Она наклонилась вперед, оперев заинтересованное, умное лицо на руки таким образом, что это заставило его возмутиться тем, как они обсуждают Лиззи, что, в свою очередь, его озлобило и вдруг оказалось, что он рассказывает о Лиззи буквально все, даже о ее борьбе за беременность. Такой поворот разговора, казалось, смутил ее так, как не смутили ранее затронутые обстоятельства, она откинулась назад и перевела разговор на более безопасные темы.
Вскоре после этого наступила пауза, во время которой он пристально посмотрел на нее в упор, и этот взгляд не требовал слов. Она ответила ему таким же прямым взглядом. Потом она сказала совсем просто: «Пойдем наверх?»
Они заплатили за еду двумя картами еще раньше, поэтому почти сразу же встали из-за стола и направились наверх. И только тогда, когда они поднимались по лестнице, и он спросил, на каком этаже она поселилась, она призналась, что своего номера у нее так и нет.
Он только охнул и пошел дальше в свой номер, впустил ее, и они без лишних слов упали друг на друга.

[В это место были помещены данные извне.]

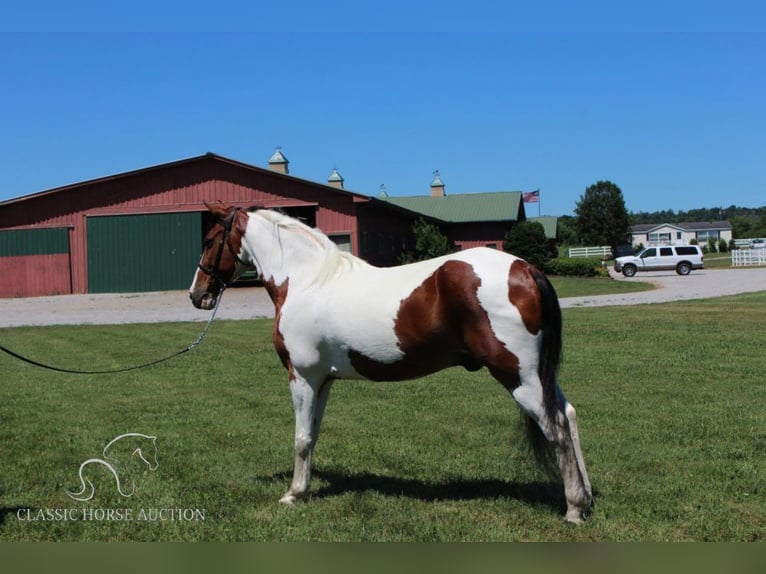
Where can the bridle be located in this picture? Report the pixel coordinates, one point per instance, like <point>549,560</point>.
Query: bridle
<point>214,271</point>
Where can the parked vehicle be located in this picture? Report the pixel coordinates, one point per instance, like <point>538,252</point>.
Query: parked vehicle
<point>681,258</point>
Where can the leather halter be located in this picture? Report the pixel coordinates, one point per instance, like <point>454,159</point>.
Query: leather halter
<point>214,271</point>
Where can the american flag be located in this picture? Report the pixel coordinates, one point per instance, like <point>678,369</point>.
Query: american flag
<point>531,196</point>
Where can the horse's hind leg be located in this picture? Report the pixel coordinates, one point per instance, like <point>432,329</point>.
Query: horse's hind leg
<point>309,404</point>
<point>577,487</point>
<point>564,436</point>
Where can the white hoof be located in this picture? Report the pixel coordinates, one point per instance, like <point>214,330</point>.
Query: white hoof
<point>288,499</point>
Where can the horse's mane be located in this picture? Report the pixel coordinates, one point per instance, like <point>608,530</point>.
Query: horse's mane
<point>335,260</point>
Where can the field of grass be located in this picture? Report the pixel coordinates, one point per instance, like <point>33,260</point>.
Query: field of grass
<point>670,400</point>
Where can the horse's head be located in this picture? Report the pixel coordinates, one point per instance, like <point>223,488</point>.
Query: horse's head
<point>220,262</point>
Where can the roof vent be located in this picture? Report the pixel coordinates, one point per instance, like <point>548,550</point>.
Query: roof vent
<point>335,179</point>
<point>437,185</point>
<point>278,162</point>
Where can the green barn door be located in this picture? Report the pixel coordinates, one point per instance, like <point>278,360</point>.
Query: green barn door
<point>132,253</point>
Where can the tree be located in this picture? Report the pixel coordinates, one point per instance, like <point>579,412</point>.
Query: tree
<point>527,240</point>
<point>429,243</point>
<point>602,218</point>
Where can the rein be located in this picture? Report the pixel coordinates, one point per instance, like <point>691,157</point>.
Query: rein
<point>194,344</point>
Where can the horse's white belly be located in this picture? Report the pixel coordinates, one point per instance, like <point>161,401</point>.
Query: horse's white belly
<point>357,312</point>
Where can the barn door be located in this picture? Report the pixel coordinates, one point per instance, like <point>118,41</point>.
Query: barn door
<point>133,253</point>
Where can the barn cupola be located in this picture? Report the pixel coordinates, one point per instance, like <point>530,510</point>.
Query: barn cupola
<point>335,179</point>
<point>437,185</point>
<point>278,162</point>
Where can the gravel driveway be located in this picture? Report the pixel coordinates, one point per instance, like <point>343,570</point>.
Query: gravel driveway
<point>252,302</point>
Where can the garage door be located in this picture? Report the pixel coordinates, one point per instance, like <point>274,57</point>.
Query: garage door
<point>132,253</point>
<point>34,262</point>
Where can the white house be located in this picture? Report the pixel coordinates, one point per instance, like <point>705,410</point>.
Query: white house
<point>679,233</point>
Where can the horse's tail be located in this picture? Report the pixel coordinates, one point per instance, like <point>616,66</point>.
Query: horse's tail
<point>550,358</point>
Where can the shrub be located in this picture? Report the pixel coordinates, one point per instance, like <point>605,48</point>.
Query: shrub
<point>576,266</point>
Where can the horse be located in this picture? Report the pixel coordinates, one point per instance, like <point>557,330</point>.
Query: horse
<point>339,317</point>
<point>133,443</point>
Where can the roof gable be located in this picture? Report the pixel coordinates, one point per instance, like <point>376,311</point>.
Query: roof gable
<point>689,227</point>
<point>464,207</point>
<point>188,161</point>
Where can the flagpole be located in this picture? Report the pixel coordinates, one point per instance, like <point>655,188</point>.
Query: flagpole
<point>539,201</point>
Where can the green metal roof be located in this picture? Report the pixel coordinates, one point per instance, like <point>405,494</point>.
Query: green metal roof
<point>464,207</point>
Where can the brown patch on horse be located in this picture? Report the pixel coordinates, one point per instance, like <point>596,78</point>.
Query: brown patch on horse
<point>278,294</point>
<point>524,294</point>
<point>442,324</point>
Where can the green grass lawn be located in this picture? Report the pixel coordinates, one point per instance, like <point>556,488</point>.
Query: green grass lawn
<point>670,401</point>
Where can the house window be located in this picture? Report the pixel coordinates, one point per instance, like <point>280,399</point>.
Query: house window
<point>659,238</point>
<point>703,236</point>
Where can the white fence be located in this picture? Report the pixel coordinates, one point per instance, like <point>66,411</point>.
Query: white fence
<point>741,257</point>
<point>604,252</point>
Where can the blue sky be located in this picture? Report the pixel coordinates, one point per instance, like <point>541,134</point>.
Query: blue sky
<point>671,110</point>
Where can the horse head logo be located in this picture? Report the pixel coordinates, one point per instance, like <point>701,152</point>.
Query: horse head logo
<point>117,452</point>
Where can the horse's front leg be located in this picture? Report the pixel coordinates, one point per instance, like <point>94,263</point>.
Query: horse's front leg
<point>309,403</point>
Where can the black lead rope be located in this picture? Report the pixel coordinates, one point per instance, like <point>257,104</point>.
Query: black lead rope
<point>195,344</point>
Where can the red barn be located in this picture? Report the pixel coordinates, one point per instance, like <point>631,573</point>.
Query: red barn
<point>142,230</point>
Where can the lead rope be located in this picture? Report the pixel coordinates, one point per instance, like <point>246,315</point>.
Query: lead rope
<point>195,344</point>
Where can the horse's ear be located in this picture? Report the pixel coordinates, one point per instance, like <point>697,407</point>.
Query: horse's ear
<point>220,209</point>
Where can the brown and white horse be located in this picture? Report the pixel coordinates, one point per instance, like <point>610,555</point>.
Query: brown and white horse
<point>337,317</point>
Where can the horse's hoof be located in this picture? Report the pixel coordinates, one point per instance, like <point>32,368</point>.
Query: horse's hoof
<point>575,516</point>
<point>288,499</point>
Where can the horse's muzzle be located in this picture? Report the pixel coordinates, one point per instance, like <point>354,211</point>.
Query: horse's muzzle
<point>203,301</point>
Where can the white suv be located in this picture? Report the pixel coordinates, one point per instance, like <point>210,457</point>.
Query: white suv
<point>682,258</point>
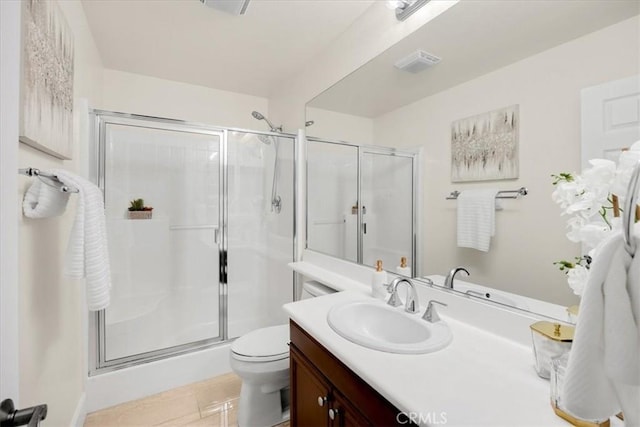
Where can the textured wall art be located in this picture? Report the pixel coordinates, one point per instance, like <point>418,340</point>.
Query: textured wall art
<point>46,119</point>
<point>485,147</point>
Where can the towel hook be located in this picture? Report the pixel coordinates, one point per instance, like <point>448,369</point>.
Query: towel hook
<point>48,179</point>
<point>628,219</point>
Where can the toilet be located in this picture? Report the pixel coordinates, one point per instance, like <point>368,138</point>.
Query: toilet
<point>261,359</point>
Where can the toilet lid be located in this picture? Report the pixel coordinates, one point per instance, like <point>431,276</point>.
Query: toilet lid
<point>265,344</point>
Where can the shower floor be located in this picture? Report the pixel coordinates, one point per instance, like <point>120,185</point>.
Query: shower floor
<point>213,402</point>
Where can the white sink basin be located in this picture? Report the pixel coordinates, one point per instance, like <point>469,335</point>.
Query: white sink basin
<point>381,327</point>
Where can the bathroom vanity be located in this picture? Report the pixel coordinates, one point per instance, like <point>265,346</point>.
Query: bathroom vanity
<point>324,391</point>
<point>480,379</point>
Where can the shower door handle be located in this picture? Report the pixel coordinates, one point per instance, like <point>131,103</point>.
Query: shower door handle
<point>222,267</point>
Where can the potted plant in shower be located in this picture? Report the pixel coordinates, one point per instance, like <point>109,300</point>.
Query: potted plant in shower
<point>137,210</point>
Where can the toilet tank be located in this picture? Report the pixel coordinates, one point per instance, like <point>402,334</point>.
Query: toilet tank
<point>312,289</point>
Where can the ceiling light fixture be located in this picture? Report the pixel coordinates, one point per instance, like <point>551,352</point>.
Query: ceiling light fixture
<point>406,8</point>
<point>234,7</point>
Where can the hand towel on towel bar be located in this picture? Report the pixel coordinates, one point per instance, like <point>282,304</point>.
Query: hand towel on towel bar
<point>87,252</point>
<point>603,374</point>
<point>44,201</point>
<point>476,218</point>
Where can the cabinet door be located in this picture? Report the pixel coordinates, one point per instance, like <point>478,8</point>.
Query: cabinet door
<point>345,414</point>
<point>310,398</point>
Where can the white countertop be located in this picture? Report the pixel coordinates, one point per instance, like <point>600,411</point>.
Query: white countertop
<point>480,379</point>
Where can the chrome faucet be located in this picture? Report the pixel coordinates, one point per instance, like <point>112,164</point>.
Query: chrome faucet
<point>448,281</point>
<point>431,315</point>
<point>412,305</point>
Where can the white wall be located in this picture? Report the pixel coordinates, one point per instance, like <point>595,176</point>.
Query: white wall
<point>52,307</point>
<point>150,96</point>
<point>375,31</point>
<point>333,126</point>
<point>530,234</point>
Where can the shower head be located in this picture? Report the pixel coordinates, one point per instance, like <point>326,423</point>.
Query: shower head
<point>265,139</point>
<point>258,116</point>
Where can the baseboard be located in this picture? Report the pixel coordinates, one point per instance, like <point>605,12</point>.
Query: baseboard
<point>80,413</point>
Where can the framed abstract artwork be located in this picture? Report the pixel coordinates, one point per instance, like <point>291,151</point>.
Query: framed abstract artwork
<point>485,147</point>
<point>46,92</point>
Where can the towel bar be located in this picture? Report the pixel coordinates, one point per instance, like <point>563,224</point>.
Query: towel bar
<point>505,194</point>
<point>48,179</point>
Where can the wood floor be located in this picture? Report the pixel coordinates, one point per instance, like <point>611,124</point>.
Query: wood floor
<point>212,402</point>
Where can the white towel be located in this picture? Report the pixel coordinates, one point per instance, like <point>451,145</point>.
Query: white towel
<point>476,218</point>
<point>87,254</point>
<point>44,201</point>
<point>603,374</point>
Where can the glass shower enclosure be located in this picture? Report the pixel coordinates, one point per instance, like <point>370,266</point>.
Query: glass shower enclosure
<point>361,202</point>
<point>210,262</point>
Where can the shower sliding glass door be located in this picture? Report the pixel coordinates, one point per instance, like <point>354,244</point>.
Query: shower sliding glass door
<point>208,264</point>
<point>165,270</point>
<point>361,202</point>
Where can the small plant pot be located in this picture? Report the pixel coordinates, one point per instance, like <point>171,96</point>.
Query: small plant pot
<point>139,214</point>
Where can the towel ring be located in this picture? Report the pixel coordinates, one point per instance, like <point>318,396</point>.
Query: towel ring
<point>630,203</point>
<point>48,179</point>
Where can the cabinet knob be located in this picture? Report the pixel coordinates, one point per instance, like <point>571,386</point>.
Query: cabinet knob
<point>333,413</point>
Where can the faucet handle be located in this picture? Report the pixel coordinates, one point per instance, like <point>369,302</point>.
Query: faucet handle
<point>431,315</point>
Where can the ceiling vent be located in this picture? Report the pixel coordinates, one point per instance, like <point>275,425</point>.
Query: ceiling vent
<point>417,61</point>
<point>234,7</point>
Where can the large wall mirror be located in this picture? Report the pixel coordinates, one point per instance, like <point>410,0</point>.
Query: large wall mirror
<point>537,55</point>
<point>361,204</point>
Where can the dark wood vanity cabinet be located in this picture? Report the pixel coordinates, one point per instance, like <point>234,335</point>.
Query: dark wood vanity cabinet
<point>324,392</point>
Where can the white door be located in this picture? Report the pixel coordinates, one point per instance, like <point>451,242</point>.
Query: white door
<point>610,118</point>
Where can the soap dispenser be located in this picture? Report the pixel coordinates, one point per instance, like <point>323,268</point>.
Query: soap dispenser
<point>378,281</point>
<point>403,269</point>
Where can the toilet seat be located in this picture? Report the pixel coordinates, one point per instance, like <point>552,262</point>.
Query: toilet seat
<point>262,345</point>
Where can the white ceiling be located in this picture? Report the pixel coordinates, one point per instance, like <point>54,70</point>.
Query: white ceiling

Конечно, этот секс отличался от его обычного секса, потому что был не с Лиззи, но отличался еще и потому, что женщина настаивала на полной темноте и тишине, тогда как Лиззи нравился пусть и приглушенный, но свет, и, как правило, она много говорила. А еще она была выше и тоньше. Темнота была непривычной. Это была кромешная темнота гостиничного номера с тщательно занавешенными окнами, и все же он очень быстро обнаружил, что вполне эффективно видит ее руками.